A Craft Table Donation Gone Wrong
Somewhere in Merseyside, a hobbyist who makes paper animals from donated books has spent a difficult weekend explaining himself to police. His offence: gifting handmade paper hedgehogs to local children, at least some of which had been folded from pages of Nicholson Baker’s 1994 erotic novel The Fermata – a book whose content sits at considerable distance from appropriate children’s fare. The story, first reported by The Guardian, has the particular texture of a mishap that could only happen to someone genuinely trying to be nice.
The crafter, who has not been publicly identified, typically assembles his “little creations” from books donated for the purpose, often to raise money for charity. Handing them out to neighbourhood children was, by all available accounts, an extension of the same goodwill. When parents looked more closely at what their children were holding, some of them were horrified. Passages referencing murder and the age of consent were folded into the bodies of small decorative animals and placed in the hands of four-year-olds.

What The Fermata Actually Is
Baker’s novel is not obscure to anyone who follows literary controversy. Published in 1994, it follows a sexual voyeur named Arno Strine who discovers he has the ability to stop time – a premise he uses to undress and fondle women who are unaware of his presence. Michele Slung, reviewing the book for The New York Times that same year, described it as “a sort of boys’ own horrid adventure of fondling the forbidden flesh of insensate maidens.” Critics Tom Bissell and Adam Mars-Jones, writing around the time of the novel’s release, argued that The Fermata maps something close to pubescent male sexuality – an arrested fantasy of power and access with no consequences attached.
The book was alternately praised and dismissed as “an X rated sci-fi fantasy.” That split reception is itself telling: there is a version of Baker’s project that reads as unflinching literary provocation, and another that reads as wish fulfillment dressed in prose. Neither version belongs in a paper hedgehog given to a child at a community event.
The crafter told Merseyside police he was mortified when he understood what had happened. His account – that he normally checked pages before using them – suggests the Fermata pages slipped past a process that usually caught this sort of thing. Whether the donated book was shelved spine-out among more innocent titles, or whether someone slipped it into a donation pile without thinking, nobody has said publicly.

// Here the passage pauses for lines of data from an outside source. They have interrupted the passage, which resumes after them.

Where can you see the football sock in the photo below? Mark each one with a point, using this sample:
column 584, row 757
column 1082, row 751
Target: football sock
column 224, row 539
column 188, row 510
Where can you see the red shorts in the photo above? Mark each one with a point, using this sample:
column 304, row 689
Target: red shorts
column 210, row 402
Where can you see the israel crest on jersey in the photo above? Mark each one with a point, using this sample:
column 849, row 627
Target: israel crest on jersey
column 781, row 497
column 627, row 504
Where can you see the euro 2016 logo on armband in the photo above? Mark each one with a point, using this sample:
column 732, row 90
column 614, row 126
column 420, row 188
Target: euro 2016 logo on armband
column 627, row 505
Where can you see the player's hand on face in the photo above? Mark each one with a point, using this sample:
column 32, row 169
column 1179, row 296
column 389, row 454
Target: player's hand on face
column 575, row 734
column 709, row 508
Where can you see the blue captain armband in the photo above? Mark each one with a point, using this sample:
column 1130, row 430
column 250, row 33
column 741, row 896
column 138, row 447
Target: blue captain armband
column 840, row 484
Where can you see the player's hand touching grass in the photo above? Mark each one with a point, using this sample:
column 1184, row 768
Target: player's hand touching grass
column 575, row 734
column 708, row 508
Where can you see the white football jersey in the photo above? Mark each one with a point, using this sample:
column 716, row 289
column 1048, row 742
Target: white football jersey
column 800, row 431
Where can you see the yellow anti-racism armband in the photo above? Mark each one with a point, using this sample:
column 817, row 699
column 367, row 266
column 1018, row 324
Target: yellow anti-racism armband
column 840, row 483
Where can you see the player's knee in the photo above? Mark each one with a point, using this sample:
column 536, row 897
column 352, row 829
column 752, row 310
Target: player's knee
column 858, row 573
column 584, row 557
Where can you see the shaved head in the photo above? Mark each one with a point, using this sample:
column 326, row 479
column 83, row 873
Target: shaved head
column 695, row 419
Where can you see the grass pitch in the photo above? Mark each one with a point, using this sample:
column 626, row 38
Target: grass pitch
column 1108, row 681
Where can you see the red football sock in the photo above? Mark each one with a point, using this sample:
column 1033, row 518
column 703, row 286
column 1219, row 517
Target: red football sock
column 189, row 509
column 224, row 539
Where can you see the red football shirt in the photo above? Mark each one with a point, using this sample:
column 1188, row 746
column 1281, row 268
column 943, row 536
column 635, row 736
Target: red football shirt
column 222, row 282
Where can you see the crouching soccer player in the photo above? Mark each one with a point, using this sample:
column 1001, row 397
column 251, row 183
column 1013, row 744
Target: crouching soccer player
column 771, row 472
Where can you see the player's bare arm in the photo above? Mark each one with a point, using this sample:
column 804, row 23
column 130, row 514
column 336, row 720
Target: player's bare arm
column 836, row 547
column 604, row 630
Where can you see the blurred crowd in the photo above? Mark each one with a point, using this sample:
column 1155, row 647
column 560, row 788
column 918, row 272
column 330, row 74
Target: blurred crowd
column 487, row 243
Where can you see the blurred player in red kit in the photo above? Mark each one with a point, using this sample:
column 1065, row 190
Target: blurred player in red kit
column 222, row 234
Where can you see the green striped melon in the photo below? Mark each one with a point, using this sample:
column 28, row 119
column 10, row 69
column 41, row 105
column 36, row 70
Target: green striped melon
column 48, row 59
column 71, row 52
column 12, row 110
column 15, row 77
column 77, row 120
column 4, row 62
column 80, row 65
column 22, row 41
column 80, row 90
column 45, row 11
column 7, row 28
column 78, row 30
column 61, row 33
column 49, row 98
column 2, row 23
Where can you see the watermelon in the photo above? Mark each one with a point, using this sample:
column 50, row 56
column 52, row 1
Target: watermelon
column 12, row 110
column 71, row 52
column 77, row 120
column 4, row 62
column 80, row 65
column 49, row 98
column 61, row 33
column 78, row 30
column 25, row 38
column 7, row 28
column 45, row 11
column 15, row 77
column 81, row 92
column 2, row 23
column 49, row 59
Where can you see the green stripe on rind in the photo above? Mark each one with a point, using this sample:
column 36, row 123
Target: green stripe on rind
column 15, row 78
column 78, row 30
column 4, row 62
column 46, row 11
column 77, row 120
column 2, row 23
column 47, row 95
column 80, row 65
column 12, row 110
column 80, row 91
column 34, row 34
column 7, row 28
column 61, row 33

What is clear is that Merseyside police considered the matter and, apparently satisfied with the explanation, did not pursue it further.
The situation settled quickly in part because counter-evidence arrived almost immediately. A four-year-old girl received one of the crafter’s hedgehogs assembled from pages of Rosemary Enright’s The Walled Garden – a substantially tamer romance novel. Her parent told reporters they did not believe there was “any malicious intent.” That testimony, combined with the crafter’s distress, seems to have shifted the incident from suspected impropriety to confirmed accident.

The Book Itself Has a Long Record of Making People Uncomfortable
It is worth noting that The Fermata has been generating discomfort since before it was folded into wildlife.
Baker made his name writing fiction that was formally inventive and concerned with small, granular observations – the experience of a lunch break in The Mezzanine, the texture of a phone conversation in Vox. The Fermata arrived as an escalation: the same obsessive attention to physical detail applied to explicit sexual fantasy. For readers who admired Baker’s precision, the novel was either a natural extension of his method or a demonstration of what that method looks like when pointed at something deeply uncomfortable. The voyeuristic premise – stopped time as a mechanism for violation with no victim who can object – is not softened by the quality of the sentences surrounding it.
Craft, Charity, and the Limits of Vetting Donations
There is a mundane infrastructure problem at the heart of this story. Charity crafters who work from donated materials are, by design, processing books they did not choose. A donation box outside a church hall or community centre will contain whatever someone decided to clear off their shelves – Enright alongside Baker, cozy romance alongside literary erotica, volumes chosen by people who may not have thought carefully about where they were going. Checking every page of every donated book before cutting it into a hedgehog is a reasonable precaution, and apparently one this crafter normally took.
The incident sits in that particular category of embarrassment where no one behaved badly and yet the outcome was genuinely inappropriate. A parent picking paper animals out of their child’s coat pocket and reading about the age of consent is not overreacting. A crafter who has been making charity crafts without incident and missed one book is not a predator. The gap between those two true statements is where all the discomfort lives.
Some observers have noted, with the tone of people trying to find a silver lining, that this kind of notoriety could in theory become a marketing angle – Fermata-based hedgehogs aimed, as it were, at a more adult demographic. Bissell and Mars-Jones’s point that the novel captures an essentially adolescent male fantasy does suggest a readership: specifically, the graduation-gift market, where the joke would at least land among people old enough to get it. The crafter, one suspects, would rather his paper animals go back to being anonymous and benign.

Somewhere in Merseyside, there is almost certainly a donated copy of The Fermata still in a pile, waiting to become something else entirely.